The public crash report data is available there:
https://crash-analysis.mozilla.com/crash_analysis/
You want the -pub-crashdata files. There is one per day. Download one of them, for example:
https://crash-analysis.mozilla.com/crash_analysis/20120801/20120801-pub-crashdata.csv.gz
I suggest keeping this file compressed on disk and only decompressing on-the-fly, as shown below.
Each line in this file represents one crash reports. For example, to know how many crash reports there were on 20120801,
$ zcat 20120801-pub-crashdata.csv.gz | wc -l 461744
To know how many of them were Windows XP SP2 users,
$ zcat 20120801-pub-crashdata.csv.gz | grep Windows.NT.5.1 | grep Service.Pack.2 | wc -l 45837
Note that I’m using the dot to match any character, including actual dots as in “5.1″, as it doesn’t make a difference here and I’m too lazy to properly escape dots.

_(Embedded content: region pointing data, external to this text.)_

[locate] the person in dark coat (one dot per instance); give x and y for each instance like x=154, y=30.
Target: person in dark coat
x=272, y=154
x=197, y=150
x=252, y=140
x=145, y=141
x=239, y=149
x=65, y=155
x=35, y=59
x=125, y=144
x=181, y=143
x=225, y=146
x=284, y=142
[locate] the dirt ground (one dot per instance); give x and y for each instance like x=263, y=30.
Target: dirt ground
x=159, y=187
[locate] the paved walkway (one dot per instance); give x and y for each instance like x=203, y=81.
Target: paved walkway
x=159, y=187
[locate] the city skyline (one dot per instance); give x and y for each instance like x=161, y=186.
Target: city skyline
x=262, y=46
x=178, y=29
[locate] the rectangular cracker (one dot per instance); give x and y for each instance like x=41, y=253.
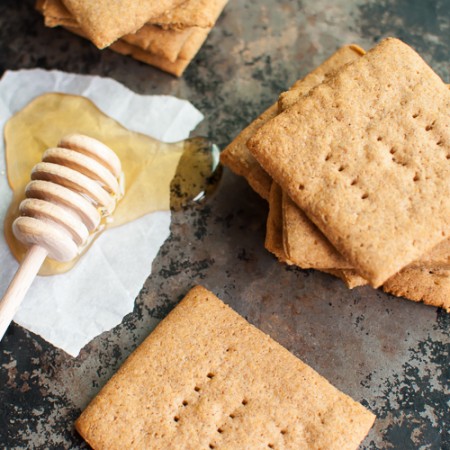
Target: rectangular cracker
x=187, y=53
x=165, y=43
x=236, y=155
x=205, y=378
x=428, y=284
x=331, y=152
x=191, y=13
x=304, y=244
x=104, y=22
x=274, y=227
x=274, y=240
x=151, y=38
x=344, y=55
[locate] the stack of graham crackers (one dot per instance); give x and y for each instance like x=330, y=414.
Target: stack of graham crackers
x=166, y=34
x=355, y=163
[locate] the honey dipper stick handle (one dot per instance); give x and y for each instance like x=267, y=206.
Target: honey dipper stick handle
x=19, y=285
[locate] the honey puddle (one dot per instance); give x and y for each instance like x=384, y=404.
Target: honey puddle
x=158, y=176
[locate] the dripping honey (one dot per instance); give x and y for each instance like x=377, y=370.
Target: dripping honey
x=158, y=176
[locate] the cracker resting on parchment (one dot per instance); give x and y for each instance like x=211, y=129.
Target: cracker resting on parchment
x=370, y=157
x=205, y=378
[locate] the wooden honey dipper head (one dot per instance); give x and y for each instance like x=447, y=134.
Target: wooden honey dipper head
x=71, y=190
x=76, y=184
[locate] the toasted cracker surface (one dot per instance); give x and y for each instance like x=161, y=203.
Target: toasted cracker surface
x=187, y=53
x=104, y=21
x=191, y=13
x=274, y=226
x=165, y=43
x=206, y=378
x=365, y=156
x=344, y=55
x=428, y=284
x=237, y=157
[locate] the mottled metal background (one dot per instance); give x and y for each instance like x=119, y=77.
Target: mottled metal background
x=388, y=353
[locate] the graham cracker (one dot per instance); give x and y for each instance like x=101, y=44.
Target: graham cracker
x=191, y=13
x=274, y=226
x=104, y=22
x=165, y=43
x=430, y=285
x=344, y=55
x=304, y=243
x=187, y=53
x=236, y=155
x=397, y=128
x=205, y=378
x=274, y=240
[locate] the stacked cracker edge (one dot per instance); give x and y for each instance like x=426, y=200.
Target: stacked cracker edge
x=426, y=280
x=166, y=34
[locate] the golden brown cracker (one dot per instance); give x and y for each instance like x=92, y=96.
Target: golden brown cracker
x=191, y=13
x=378, y=217
x=274, y=226
x=345, y=55
x=187, y=53
x=206, y=378
x=165, y=43
x=237, y=157
x=104, y=22
x=428, y=284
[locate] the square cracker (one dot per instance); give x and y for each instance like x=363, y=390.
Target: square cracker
x=274, y=240
x=104, y=22
x=205, y=378
x=425, y=282
x=177, y=67
x=236, y=155
x=366, y=156
x=428, y=284
x=191, y=13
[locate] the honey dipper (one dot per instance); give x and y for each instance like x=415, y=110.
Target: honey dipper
x=75, y=185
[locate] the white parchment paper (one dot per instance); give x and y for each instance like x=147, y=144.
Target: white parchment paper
x=71, y=309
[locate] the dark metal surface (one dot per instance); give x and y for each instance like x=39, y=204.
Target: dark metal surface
x=388, y=353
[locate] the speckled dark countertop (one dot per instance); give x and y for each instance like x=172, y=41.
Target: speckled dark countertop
x=388, y=353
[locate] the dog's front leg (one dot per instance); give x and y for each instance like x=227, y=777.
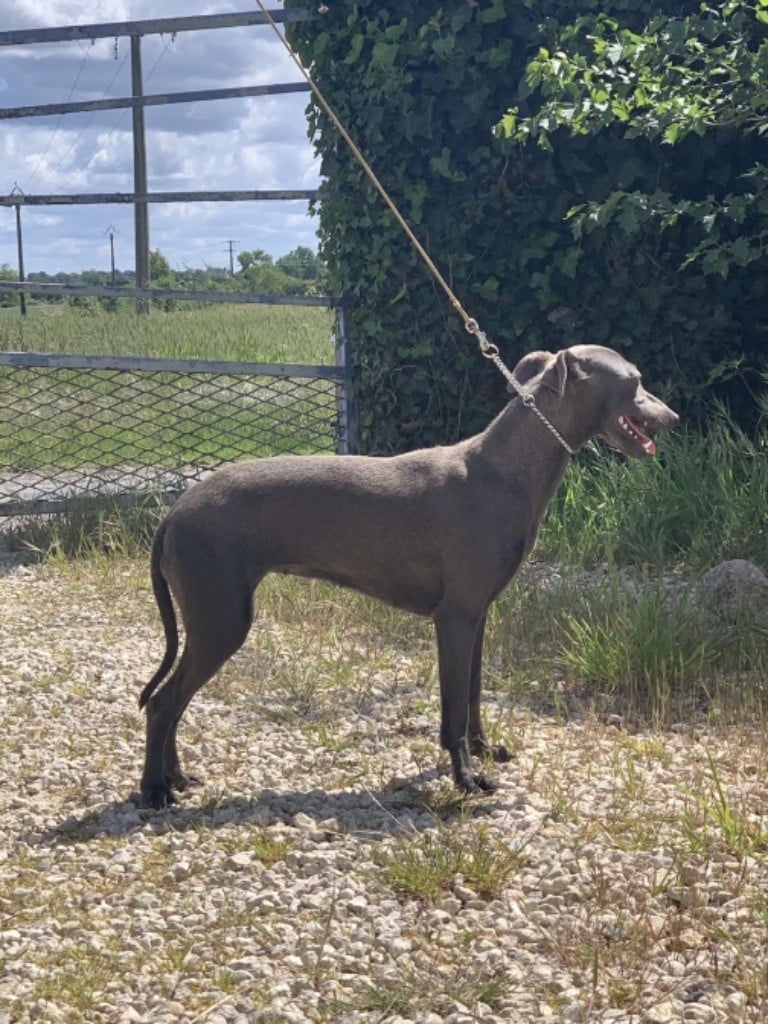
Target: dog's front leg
x=456, y=642
x=478, y=743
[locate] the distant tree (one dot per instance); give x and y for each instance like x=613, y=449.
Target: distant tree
x=254, y=259
x=7, y=273
x=300, y=262
x=160, y=270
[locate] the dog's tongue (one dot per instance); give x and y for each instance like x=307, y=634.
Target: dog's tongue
x=647, y=443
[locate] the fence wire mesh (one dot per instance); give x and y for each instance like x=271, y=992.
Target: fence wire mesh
x=142, y=426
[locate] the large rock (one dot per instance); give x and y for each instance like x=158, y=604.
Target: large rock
x=733, y=588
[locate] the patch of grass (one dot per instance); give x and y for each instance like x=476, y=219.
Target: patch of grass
x=428, y=868
x=89, y=527
x=714, y=820
x=220, y=331
x=704, y=499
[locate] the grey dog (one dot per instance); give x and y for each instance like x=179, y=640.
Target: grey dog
x=437, y=531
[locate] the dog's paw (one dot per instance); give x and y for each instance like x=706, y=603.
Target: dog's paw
x=180, y=781
x=485, y=784
x=158, y=796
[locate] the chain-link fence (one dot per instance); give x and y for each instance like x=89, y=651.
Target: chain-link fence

Just look for yourself at the first few lines of a -pub-crashdata file to see what data is in there. In particular, you get the crash report’s AppNotes where Gecko code can write custom annotations: that is how we get to know how many users have WebGL or Layers Acceleration working, for example. You also get the crash signature, so you could plot how crashy a symbol has been over time. You also get CPU info, while GPU info is typically found in the AppNotes. And you also get the HTTP link to the full crash report, which is easy extract with the cut command, so you could make tools giving you right away the crash links that are relevant to your interests.
The data in my graphs was extracted by a C++ program itself run by a BASH script.